No reasonable critic of the university would deny that scholarship plays an instrumental role in academic life, and that scholars have been responsible for remarkable and valuable feats of learning, in the Humanities and other disciplines. Given Axelrod's well-grounded contention, however, that the liberal arts are in a precarious state, isn't it reasonable to scrutinize, even as one criticizes the government's funding practices, the academic's value system, i.e. his emphasis on research and dismissal of sound teaching skills? Is it not scandalous and strangely shortsighted that academics continue to measure tenure-worthiness solely by the ability to add to the professional literature-never mind that classicists alone produce some twenty thousand articles a year, and that thirty years from now the bulk of this material will be pretty much ignored by the specialists themselves?
Who is more of an asset, in this age when enrollment figures determine a department's funding? The scholar who has proven prolific, or the instructor who every year attracts a few more students to the discipline? Which figure is contributing more to the health of the liberal arts? Until Axelrod can demonstrate that the university is genuinely interested in the competent instructor, to the point that teaching ability becomes as much a path to tenure as the capacity to publish, his criticism of governmental attitudes will fall short of the mark.
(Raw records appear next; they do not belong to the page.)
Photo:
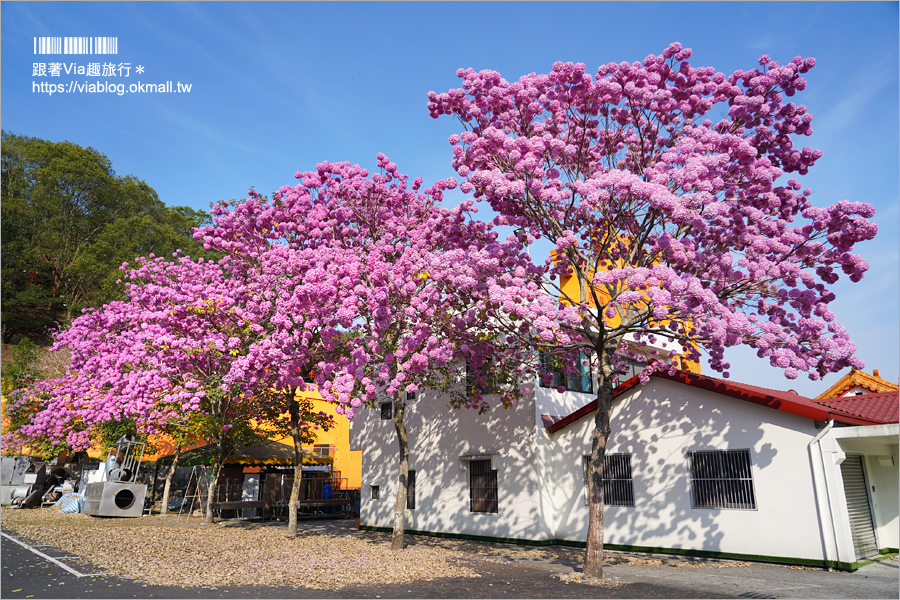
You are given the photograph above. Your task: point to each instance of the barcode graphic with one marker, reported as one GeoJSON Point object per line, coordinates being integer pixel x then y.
{"type": "Point", "coordinates": [76, 45]}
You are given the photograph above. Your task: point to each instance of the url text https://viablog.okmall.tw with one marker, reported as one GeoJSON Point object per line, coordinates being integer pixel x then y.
{"type": "Point", "coordinates": [109, 87]}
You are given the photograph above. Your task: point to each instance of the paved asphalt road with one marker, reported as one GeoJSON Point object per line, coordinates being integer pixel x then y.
{"type": "Point", "coordinates": [26, 574]}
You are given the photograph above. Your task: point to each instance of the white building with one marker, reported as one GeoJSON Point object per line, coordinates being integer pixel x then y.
{"type": "Point", "coordinates": [696, 465]}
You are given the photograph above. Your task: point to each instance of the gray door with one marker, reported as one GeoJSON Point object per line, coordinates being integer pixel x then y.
{"type": "Point", "coordinates": [857, 494]}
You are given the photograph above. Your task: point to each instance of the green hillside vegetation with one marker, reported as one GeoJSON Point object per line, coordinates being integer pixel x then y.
{"type": "Point", "coordinates": [68, 223]}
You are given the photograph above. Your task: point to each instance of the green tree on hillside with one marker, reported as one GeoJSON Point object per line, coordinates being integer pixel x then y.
{"type": "Point", "coordinates": [68, 223]}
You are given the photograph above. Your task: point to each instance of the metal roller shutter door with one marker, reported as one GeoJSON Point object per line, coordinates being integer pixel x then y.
{"type": "Point", "coordinates": [855, 491]}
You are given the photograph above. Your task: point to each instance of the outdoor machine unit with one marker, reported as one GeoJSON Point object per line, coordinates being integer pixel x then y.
{"type": "Point", "coordinates": [117, 494]}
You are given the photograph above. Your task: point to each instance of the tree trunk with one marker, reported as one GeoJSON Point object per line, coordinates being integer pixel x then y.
{"type": "Point", "coordinates": [593, 556]}
{"type": "Point", "coordinates": [397, 539]}
{"type": "Point", "coordinates": [294, 411]}
{"type": "Point", "coordinates": [170, 476]}
{"type": "Point", "coordinates": [208, 518]}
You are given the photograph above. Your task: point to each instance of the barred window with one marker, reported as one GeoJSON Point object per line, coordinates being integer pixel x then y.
{"type": "Point", "coordinates": [472, 376]}
{"type": "Point", "coordinates": [411, 490]}
{"type": "Point", "coordinates": [618, 486]}
{"type": "Point", "coordinates": [482, 487]}
{"type": "Point", "coordinates": [579, 381]}
{"type": "Point", "coordinates": [722, 479]}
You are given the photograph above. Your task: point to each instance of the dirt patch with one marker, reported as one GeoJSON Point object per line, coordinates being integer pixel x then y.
{"type": "Point", "coordinates": [183, 552]}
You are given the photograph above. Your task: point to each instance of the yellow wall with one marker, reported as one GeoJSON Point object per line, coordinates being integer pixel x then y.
{"type": "Point", "coordinates": [571, 288]}
{"type": "Point", "coordinates": [348, 462]}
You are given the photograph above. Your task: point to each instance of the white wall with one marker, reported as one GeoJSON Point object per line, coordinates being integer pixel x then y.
{"type": "Point", "coordinates": [541, 485]}
{"type": "Point", "coordinates": [438, 436]}
{"type": "Point", "coordinates": [658, 424]}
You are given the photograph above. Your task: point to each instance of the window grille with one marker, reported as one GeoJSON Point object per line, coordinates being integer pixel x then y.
{"type": "Point", "coordinates": [618, 486]}
{"type": "Point", "coordinates": [722, 479]}
{"type": "Point", "coordinates": [472, 384]}
{"type": "Point", "coordinates": [579, 381]}
{"type": "Point", "coordinates": [411, 490]}
{"type": "Point", "coordinates": [482, 487]}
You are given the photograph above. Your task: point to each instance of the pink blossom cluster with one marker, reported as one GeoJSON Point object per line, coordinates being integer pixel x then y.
{"type": "Point", "coordinates": [669, 180]}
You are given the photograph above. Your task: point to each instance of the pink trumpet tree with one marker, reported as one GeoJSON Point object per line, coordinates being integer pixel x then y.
{"type": "Point", "coordinates": [174, 347]}
{"type": "Point", "coordinates": [420, 288]}
{"type": "Point", "coordinates": [671, 194]}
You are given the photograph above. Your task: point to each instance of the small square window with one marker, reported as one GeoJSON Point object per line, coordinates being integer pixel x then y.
{"type": "Point", "coordinates": [722, 479]}
{"type": "Point", "coordinates": [483, 495]}
{"type": "Point", "coordinates": [618, 486]}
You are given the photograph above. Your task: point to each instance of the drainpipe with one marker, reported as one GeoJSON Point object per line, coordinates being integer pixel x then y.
{"type": "Point", "coordinates": [821, 491]}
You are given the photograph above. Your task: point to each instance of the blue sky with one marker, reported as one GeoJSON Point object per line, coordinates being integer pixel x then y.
{"type": "Point", "coordinates": [277, 87]}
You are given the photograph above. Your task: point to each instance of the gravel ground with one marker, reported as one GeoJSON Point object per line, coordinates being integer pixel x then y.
{"type": "Point", "coordinates": [179, 551]}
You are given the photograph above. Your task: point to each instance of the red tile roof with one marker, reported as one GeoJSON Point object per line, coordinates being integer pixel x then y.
{"type": "Point", "coordinates": [881, 407]}
{"type": "Point", "coordinates": [873, 383]}
{"type": "Point", "coordinates": [859, 413]}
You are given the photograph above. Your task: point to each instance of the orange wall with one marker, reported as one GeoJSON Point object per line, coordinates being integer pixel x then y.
{"type": "Point", "coordinates": [348, 462]}
{"type": "Point", "coordinates": [570, 287]}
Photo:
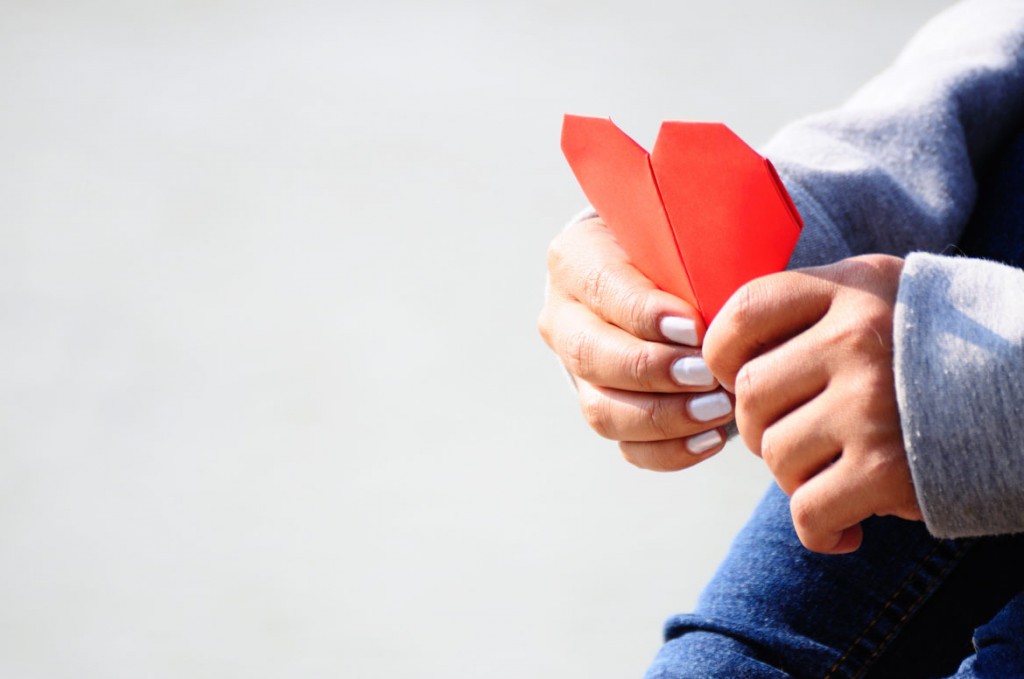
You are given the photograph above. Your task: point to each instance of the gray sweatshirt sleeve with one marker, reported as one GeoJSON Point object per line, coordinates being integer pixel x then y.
{"type": "Point", "coordinates": [893, 171]}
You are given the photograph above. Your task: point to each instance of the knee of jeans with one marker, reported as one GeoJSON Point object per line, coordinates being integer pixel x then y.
{"type": "Point", "coordinates": [700, 654]}
{"type": "Point", "coordinates": [999, 642]}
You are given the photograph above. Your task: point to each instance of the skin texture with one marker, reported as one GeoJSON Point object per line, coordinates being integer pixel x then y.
{"type": "Point", "coordinates": [808, 354]}
{"type": "Point", "coordinates": [602, 319]}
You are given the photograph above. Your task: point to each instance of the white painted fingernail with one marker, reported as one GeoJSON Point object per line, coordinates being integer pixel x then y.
{"type": "Point", "coordinates": [692, 371]}
{"type": "Point", "coordinates": [679, 330]}
{"type": "Point", "coordinates": [710, 407]}
{"type": "Point", "coordinates": [704, 442]}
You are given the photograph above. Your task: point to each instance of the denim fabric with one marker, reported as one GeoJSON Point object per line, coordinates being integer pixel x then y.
{"type": "Point", "coordinates": [903, 605]}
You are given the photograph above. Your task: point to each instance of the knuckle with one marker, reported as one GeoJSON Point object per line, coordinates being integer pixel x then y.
{"type": "Point", "coordinates": [659, 417]}
{"type": "Point", "coordinates": [579, 353]}
{"type": "Point", "coordinates": [556, 253]}
{"type": "Point", "coordinates": [636, 308]}
{"type": "Point", "coordinates": [641, 366]}
{"type": "Point", "coordinates": [770, 451]}
{"type": "Point", "coordinates": [749, 302]}
{"type": "Point", "coordinates": [597, 414]}
{"type": "Point", "coordinates": [804, 518]}
{"type": "Point", "coordinates": [544, 325]}
{"type": "Point", "coordinates": [596, 286]}
{"type": "Point", "coordinates": [748, 382]}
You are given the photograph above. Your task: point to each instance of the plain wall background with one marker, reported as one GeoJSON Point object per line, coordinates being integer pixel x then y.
{"type": "Point", "coordinates": [271, 398]}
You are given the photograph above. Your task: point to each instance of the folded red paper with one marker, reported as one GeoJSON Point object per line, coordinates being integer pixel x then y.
{"type": "Point", "coordinates": [700, 215]}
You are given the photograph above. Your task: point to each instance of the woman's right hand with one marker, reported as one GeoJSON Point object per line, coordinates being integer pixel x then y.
{"type": "Point", "coordinates": [633, 351]}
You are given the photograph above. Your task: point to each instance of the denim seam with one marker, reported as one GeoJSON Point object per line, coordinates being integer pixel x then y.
{"type": "Point", "coordinates": [928, 587]}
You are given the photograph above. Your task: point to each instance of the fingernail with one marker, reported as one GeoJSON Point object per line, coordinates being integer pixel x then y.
{"type": "Point", "coordinates": [679, 330]}
{"type": "Point", "coordinates": [692, 371]}
{"type": "Point", "coordinates": [710, 407]}
{"type": "Point", "coordinates": [704, 442]}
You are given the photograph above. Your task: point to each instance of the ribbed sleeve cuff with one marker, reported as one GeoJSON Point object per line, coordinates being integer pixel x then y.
{"type": "Point", "coordinates": [960, 368]}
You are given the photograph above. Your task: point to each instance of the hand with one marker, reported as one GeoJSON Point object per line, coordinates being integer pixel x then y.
{"type": "Point", "coordinates": [809, 356]}
{"type": "Point", "coordinates": [632, 350]}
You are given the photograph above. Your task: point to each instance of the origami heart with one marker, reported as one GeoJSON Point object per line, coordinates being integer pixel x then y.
{"type": "Point", "coordinates": [700, 215]}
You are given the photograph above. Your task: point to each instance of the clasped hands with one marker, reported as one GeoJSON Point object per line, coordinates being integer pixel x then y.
{"type": "Point", "coordinates": [803, 359]}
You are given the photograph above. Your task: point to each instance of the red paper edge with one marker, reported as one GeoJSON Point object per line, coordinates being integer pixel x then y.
{"type": "Point", "coordinates": [784, 195]}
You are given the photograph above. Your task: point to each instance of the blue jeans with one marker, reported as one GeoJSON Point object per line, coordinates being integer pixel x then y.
{"type": "Point", "coordinates": [905, 604]}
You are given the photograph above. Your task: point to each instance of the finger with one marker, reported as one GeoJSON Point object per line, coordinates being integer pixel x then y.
{"type": "Point", "coordinates": [763, 313]}
{"type": "Point", "coordinates": [645, 417]}
{"type": "Point", "coordinates": [827, 509]}
{"type": "Point", "coordinates": [801, 444]}
{"type": "Point", "coordinates": [775, 383]}
{"type": "Point", "coordinates": [605, 355]}
{"type": "Point", "coordinates": [675, 454]}
{"type": "Point", "coordinates": [588, 264]}
{"type": "Point", "coordinates": [826, 512]}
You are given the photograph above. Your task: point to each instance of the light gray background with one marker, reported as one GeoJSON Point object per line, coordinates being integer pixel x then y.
{"type": "Point", "coordinates": [271, 398]}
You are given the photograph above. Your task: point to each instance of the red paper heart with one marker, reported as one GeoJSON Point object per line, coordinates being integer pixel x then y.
{"type": "Point", "coordinates": [700, 215]}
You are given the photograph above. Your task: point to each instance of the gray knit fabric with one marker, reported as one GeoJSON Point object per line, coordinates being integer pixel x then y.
{"type": "Point", "coordinates": [960, 357]}
{"type": "Point", "coordinates": [893, 171]}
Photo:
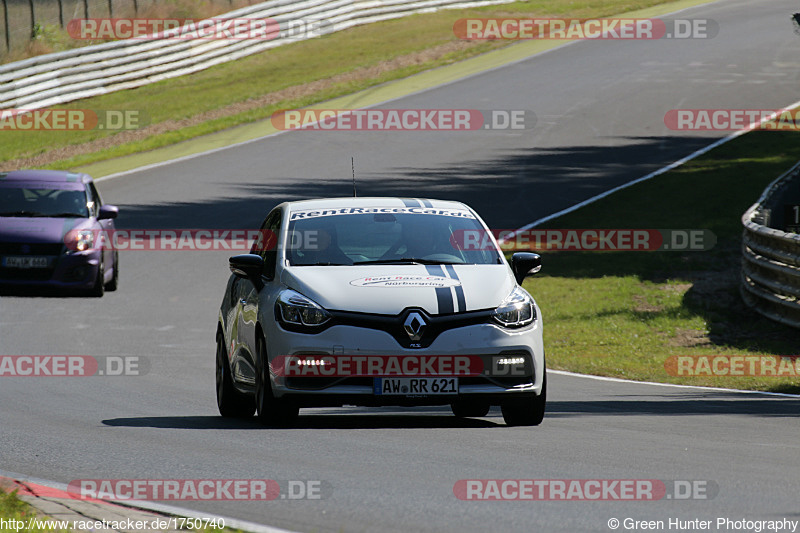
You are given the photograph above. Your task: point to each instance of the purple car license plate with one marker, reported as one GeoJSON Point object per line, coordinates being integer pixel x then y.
{"type": "Point", "coordinates": [28, 261]}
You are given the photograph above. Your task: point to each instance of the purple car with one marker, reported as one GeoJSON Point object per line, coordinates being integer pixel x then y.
{"type": "Point", "coordinates": [51, 223]}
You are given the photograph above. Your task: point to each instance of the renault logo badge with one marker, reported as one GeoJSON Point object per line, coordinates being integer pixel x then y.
{"type": "Point", "coordinates": [414, 326]}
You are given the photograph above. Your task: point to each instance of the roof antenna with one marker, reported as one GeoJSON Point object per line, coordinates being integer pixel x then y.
{"type": "Point", "coordinates": [353, 166]}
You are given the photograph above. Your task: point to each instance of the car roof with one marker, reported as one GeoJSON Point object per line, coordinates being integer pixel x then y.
{"type": "Point", "coordinates": [373, 201]}
{"type": "Point", "coordinates": [45, 176]}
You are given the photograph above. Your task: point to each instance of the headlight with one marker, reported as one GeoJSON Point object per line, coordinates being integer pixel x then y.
{"type": "Point", "coordinates": [296, 311]}
{"type": "Point", "coordinates": [516, 311]}
{"type": "Point", "coordinates": [82, 240]}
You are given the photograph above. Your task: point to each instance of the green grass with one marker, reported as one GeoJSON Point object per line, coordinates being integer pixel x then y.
{"type": "Point", "coordinates": [374, 45]}
{"type": "Point", "coordinates": [12, 508]}
{"type": "Point", "coordinates": [623, 314]}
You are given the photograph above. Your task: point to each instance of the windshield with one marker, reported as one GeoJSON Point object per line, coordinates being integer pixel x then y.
{"type": "Point", "coordinates": [390, 238]}
{"type": "Point", "coordinates": [42, 202]}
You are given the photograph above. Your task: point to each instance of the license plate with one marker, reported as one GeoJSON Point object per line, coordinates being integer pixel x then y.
{"type": "Point", "coordinates": [415, 386]}
{"type": "Point", "coordinates": [29, 261]}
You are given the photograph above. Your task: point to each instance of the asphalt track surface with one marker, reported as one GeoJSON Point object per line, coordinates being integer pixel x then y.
{"type": "Point", "coordinates": [600, 109]}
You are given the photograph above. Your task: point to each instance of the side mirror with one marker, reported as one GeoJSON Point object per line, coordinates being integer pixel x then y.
{"type": "Point", "coordinates": [247, 266]}
{"type": "Point", "coordinates": [524, 263]}
{"type": "Point", "coordinates": [107, 212]}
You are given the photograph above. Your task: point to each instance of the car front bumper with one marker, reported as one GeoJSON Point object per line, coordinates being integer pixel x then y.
{"type": "Point", "coordinates": [485, 341]}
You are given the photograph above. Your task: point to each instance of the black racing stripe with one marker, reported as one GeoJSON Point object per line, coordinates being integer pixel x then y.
{"type": "Point", "coordinates": [443, 298]}
{"type": "Point", "coordinates": [462, 301]}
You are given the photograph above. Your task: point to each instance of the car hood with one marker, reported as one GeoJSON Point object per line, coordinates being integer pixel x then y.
{"type": "Point", "coordinates": [39, 229]}
{"type": "Point", "coordinates": [389, 289]}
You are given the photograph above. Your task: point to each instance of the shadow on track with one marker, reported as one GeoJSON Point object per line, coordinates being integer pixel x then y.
{"type": "Point", "coordinates": [317, 421]}
{"type": "Point", "coordinates": [510, 190]}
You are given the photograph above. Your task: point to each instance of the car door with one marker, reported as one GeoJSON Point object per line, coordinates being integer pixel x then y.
{"type": "Point", "coordinates": [94, 201]}
{"type": "Point", "coordinates": [250, 294]}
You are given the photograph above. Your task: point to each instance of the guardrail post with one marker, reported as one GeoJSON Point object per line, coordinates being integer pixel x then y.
{"type": "Point", "coordinates": [5, 24]}
{"type": "Point", "coordinates": [770, 279]}
{"type": "Point", "coordinates": [33, 19]}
Should the government subsidize tuition costs? Yes. Should corporations dictate the direction of university research and influence administrative policies? No. Should the university be evaluated according to a business model? No. But in a climate where government is cutting back on social programs; where the undergraduate population manifests little interest in the traditional liberal arts curriculum; where doctoral candidates in the Humanities and social sciences are graduating in large numbers and have no hope of landing a temporary position, let alone a tenured one; where tenured staff continue to embrace a set of values that promotes the manufacture of scholarship above the task of classroom teaching, at a time when such instruction is the sole means of attracting students back to the liberal arts; in such a climate can Axelrod legitimately claim that that the essential threat the ivory tower faces is due to the steady encroachment of market-place values upon the academic landscape? Perhaps he should take a long, hard look in the mirror and ask his fellow academics to shoulder some responsibility for the sad condition of the Humanities. The ultimate goal, surely, is that universities continue to offer a liberal arts program, that classics and philosophy and history and literary criticism are not eliminated from the curriculum altogether. Unfortunately it is hard to believe that these fields will endure, let alone flourish, when their present-day practitioners have got their priorities so desperately wrong.